Sometimes one becomes a bit bored with a plump breast and well rounded thigh and longs for something with a bit of depth and character. Someone who rewards you well for the extra care and attention you lavish upon her. Whose charms aren't reliant on young tender flesh that is oh so common, but upon an ability to give herself all to you if you know how to treat her right, with love, tenderness and patience. An older women will not surrender to you in a shorter courtship, that someone younger would fall for in as little as half an hour. You have to want an older women and treat her right, as Aretha Franklin would say, with RESPECT.

It was my wife that started the whole thing. We had my kids coming over to celebrate one of their birthdays. The birthday boy himself is very fond of one of her soups called krupnik, which is essentially a barley soup that relies on good homemade chicken stock for its character. My wife had been telling me that in Poland, they like to use an old boiling fowl to make the stock with, but here in Australia she has to settle for chicken bones and pieces from young chickens. Not that there is anything wrong with that, but D was hanging out for a taste from her memory.

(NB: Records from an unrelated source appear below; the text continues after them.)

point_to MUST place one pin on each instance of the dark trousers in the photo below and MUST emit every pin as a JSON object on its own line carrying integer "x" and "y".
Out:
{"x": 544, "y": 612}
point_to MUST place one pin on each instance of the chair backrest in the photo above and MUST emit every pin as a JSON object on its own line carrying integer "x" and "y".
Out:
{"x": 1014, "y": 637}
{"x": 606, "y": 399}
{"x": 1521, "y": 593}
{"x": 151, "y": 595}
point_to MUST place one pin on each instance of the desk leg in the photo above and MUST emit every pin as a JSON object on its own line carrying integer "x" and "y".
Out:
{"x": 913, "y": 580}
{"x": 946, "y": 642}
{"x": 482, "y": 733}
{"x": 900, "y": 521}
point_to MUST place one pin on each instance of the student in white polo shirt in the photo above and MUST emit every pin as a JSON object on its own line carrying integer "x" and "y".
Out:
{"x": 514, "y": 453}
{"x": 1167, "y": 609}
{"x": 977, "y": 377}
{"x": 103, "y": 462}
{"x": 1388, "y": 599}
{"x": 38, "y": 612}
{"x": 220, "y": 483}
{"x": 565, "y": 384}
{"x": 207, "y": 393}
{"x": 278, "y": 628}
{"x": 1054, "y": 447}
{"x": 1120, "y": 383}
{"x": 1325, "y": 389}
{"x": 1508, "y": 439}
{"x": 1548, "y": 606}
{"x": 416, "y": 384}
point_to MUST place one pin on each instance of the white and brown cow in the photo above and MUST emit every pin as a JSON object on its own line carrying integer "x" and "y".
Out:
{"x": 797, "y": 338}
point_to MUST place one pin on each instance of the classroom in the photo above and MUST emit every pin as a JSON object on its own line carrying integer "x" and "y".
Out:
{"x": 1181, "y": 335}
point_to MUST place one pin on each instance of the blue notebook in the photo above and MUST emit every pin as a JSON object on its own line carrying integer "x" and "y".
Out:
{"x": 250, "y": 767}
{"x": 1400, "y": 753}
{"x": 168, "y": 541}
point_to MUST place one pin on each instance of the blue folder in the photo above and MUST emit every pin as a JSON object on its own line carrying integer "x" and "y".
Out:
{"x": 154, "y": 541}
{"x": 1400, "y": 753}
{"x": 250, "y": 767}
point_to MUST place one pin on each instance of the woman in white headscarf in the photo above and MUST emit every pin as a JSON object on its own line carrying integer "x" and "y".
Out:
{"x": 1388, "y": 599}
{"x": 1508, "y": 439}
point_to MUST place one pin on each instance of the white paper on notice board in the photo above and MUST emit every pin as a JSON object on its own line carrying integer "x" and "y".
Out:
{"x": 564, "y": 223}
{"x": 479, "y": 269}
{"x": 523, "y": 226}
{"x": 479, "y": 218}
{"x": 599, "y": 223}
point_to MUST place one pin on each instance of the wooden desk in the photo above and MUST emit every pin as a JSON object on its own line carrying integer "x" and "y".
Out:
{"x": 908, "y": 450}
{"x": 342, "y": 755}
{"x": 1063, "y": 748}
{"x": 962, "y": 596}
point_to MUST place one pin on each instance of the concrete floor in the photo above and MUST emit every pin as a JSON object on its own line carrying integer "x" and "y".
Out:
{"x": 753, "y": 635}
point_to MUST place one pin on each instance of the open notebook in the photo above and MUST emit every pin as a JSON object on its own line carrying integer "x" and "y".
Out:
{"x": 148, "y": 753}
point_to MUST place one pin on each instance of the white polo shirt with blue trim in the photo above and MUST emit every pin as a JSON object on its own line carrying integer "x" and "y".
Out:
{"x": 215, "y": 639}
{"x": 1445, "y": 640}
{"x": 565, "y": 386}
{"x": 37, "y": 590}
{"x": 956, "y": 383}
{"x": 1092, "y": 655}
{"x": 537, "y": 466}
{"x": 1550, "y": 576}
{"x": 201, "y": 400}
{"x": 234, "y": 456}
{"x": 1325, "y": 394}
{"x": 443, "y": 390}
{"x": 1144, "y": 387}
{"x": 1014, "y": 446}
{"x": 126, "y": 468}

Well, we were at the Queen Victoria Market on Saturday morning, Melbourne's premier food market and I knew exactly where to get hold of an older bird for her soup. We battled our way through the mid morning crowd to the specialist chicken shops and purchased a 1.5 kg bird for $5. To someone who pays around $18 for a free range bird of the same size that seemed like a complete steal. But still it would be too much to pay if you didn't know how to look after it.

As a chicken ages, its flesh becomes increasingly tough, especially the active leg muscles. But what it loses in tenderness it gains in flavour. An older bird acquires a gelatinous quality that is only fully released by long, slow braising or poaching. The bird itself retains flavour and the liquid in which it was cooked will carry the very essence of the chicken. Once it was very common to cook with old birds as they first had to carry out egg laying duties, but in modern times we breed birds specifically for their tender meat, which cannot survive a long slow cook without turning stringy and losing all its flavour. But because all we can get nowadays is chicken bred to be tender, many of us look with disdain upon boiling fowl, as evidenced by a story from Renaudet, a French chef and author.

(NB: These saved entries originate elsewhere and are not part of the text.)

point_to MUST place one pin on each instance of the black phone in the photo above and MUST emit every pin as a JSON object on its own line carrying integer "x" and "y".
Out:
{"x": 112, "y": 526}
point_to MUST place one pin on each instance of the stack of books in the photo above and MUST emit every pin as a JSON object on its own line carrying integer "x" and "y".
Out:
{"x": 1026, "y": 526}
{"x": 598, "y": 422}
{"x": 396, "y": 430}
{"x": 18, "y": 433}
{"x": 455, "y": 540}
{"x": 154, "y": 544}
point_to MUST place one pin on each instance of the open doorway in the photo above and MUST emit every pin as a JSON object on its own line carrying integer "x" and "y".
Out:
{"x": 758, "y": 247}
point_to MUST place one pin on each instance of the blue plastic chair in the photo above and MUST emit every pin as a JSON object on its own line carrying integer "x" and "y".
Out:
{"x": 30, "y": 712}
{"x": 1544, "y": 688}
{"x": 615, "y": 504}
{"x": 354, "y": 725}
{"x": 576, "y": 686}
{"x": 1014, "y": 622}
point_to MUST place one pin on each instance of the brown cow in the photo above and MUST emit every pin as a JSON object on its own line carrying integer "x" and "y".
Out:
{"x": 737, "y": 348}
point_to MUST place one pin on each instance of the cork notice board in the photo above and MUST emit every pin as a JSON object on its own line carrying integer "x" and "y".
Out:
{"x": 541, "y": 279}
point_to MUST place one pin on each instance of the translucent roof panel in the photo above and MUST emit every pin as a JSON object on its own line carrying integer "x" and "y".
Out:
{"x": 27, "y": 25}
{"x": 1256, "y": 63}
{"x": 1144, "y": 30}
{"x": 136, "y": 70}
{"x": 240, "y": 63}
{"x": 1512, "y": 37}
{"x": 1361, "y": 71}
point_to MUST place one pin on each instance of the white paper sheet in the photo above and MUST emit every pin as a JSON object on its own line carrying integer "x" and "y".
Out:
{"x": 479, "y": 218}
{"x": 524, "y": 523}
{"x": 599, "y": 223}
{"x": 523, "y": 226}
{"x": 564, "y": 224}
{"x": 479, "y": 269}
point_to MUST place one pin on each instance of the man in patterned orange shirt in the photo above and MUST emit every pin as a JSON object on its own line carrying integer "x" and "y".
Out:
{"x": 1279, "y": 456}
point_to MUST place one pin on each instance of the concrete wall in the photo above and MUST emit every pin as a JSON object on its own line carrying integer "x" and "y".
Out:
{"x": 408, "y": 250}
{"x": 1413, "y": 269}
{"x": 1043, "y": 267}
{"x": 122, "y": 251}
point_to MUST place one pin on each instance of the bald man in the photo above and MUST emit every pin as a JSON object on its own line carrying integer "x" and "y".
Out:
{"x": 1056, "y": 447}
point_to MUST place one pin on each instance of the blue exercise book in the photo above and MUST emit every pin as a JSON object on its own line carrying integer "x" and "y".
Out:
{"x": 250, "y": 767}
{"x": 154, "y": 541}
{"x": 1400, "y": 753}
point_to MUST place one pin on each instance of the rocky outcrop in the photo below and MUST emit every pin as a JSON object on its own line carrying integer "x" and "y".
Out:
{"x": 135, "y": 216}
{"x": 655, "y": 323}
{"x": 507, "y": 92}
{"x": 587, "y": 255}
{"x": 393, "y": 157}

One of my friends, a French senator, once declared, in front of the cook of a mutual acquaintance, that an old hen was good for nothing except enriching the stock of a pot au feu. To show him how wrong he was, Mlle. Marthe, the cook, created the following dish and our gourmet freely admitted his error.

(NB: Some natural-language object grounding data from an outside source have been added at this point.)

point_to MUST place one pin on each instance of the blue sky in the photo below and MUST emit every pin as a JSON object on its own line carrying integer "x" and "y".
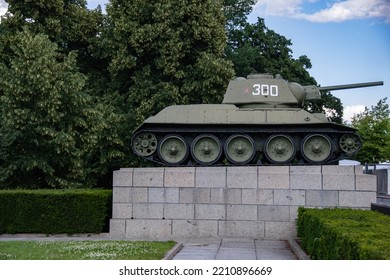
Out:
{"x": 347, "y": 41}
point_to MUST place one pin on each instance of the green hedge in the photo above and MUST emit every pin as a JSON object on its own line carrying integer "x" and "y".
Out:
{"x": 54, "y": 211}
{"x": 344, "y": 234}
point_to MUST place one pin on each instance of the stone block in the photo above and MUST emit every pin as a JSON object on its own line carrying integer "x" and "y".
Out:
{"x": 242, "y": 177}
{"x": 236, "y": 212}
{"x": 322, "y": 198}
{"x": 257, "y": 196}
{"x": 148, "y": 177}
{"x": 355, "y": 199}
{"x": 218, "y": 196}
{"x": 366, "y": 183}
{"x": 179, "y": 211}
{"x": 338, "y": 169}
{"x": 233, "y": 196}
{"x": 139, "y": 195}
{"x": 243, "y": 229}
{"x": 305, "y": 177}
{"x": 195, "y": 228}
{"x": 293, "y": 213}
{"x": 274, "y": 177}
{"x": 339, "y": 181}
{"x": 156, "y": 195}
{"x": 117, "y": 228}
{"x": 172, "y": 195}
{"x": 210, "y": 177}
{"x": 186, "y": 195}
{"x": 122, "y": 194}
{"x": 210, "y": 212}
{"x": 289, "y": 197}
{"x": 273, "y": 213}
{"x": 359, "y": 169}
{"x": 122, "y": 210}
{"x": 179, "y": 177}
{"x": 123, "y": 177}
{"x": 149, "y": 229}
{"x": 280, "y": 230}
{"x": 148, "y": 211}
{"x": 305, "y": 169}
{"x": 202, "y": 195}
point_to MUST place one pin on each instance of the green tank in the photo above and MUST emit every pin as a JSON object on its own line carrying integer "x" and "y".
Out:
{"x": 261, "y": 121}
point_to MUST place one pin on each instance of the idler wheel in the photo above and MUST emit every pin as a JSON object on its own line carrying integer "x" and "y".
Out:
{"x": 206, "y": 149}
{"x": 279, "y": 149}
{"x": 350, "y": 143}
{"x": 144, "y": 144}
{"x": 173, "y": 150}
{"x": 316, "y": 148}
{"x": 239, "y": 149}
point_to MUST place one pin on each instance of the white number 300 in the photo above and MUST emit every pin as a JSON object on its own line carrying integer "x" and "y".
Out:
{"x": 265, "y": 90}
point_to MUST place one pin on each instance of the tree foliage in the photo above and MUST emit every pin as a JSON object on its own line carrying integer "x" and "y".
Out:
{"x": 373, "y": 126}
{"x": 46, "y": 124}
{"x": 167, "y": 52}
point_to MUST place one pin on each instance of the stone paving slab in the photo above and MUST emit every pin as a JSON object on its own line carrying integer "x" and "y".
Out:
{"x": 235, "y": 249}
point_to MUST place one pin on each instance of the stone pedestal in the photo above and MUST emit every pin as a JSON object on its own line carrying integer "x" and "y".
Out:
{"x": 251, "y": 202}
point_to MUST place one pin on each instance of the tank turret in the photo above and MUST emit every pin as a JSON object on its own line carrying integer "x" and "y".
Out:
{"x": 265, "y": 91}
{"x": 261, "y": 121}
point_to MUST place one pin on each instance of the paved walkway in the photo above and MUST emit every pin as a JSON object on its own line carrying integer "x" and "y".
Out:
{"x": 199, "y": 249}
{"x": 236, "y": 249}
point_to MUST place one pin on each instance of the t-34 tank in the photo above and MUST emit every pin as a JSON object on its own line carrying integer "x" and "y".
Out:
{"x": 260, "y": 121}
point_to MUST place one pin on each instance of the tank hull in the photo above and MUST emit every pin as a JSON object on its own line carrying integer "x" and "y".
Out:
{"x": 225, "y": 134}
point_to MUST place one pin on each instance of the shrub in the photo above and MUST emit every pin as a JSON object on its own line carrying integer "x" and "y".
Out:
{"x": 344, "y": 234}
{"x": 54, "y": 211}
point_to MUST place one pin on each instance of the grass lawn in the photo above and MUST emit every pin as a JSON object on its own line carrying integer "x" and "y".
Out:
{"x": 84, "y": 250}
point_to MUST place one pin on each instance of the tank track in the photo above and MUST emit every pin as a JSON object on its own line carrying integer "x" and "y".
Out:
{"x": 221, "y": 145}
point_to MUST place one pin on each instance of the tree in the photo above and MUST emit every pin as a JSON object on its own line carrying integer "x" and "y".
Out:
{"x": 49, "y": 130}
{"x": 373, "y": 126}
{"x": 167, "y": 52}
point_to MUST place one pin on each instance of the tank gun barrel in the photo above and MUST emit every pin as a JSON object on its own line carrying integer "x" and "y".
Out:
{"x": 349, "y": 86}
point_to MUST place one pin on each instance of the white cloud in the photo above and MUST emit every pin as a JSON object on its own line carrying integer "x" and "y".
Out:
{"x": 336, "y": 11}
{"x": 350, "y": 111}
{"x": 3, "y": 7}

The dish was called Senator's Braised Hen and was essentially an old hen slowly braised with potatoes, bacon and onions for about three hours. With our chicken, we slowly poached it for three hours also; depending on the age and condition of the bird it can take from two to four hours to cook. After we had poached the bird for the requisite time we removed it from the stockpot and left it to cool for another dish, which turned out to be a pasta frittata. Our daughter M spotted it and ripped a drumstick from it and as she ate it said how tasty it was, then ripped the other leg and devoured that too. Of course I snuck a taste of the meat and it was completely different to a young bird. Even after three hours of cooking it had good texture, plenty of flavour and my hands almost stuck to the meat it was so sticky. All my children commented on how tasty the soup was; it was just the stock seasoned and served with noodles, but it had such a depth of flavour and a real stickiness to it that you can only get from a good homemade veal stock.

Maybe we should all spend a bit of time with an older woman, her charms are all there for the taking.
  posted at 7:36 am

At 1:02 pm, Anonymous Tanna said...

What terrific writing! Loved it.
So now I need an old woman - oops I mean old chicken.

At 11:22 pm, Blogger Shell said...

OMG how brilliantly insightful and wonderful this writing is! You had me well c/hooked from the start *grin

Would a chunk of reincarnated chicken that has been in the freezer for a very, very long time count?? Thank you for such a brilliant read! You sooo should publish this blog, as in a book, y'know?

At 6:32 am, Blogger gigi said...

Hear hear! I agree; it really is terrific writing.

All my chickens have been young, fatty and most...unchickeny lately. On top of that, I have a freezer full of innards because my mother taught me never to throw them out, though I've no idea what to do with them and no one in the house will eat organ meat anyway. So it just looks like a particularly unappetizing episode of CSI in there... :)

At 8:07 am, Blogger neil said...

Hi tanna, thank you!

Hi shell, thank you! Your chicken in the freezer reminded me of a man who had a talking parrot that used to swear like a trooper. Of course the man was offended by his parrot as was everyone who came to his house until one day he could take no more.

"If you don't stop swearing and cursing I will do something terrible to you."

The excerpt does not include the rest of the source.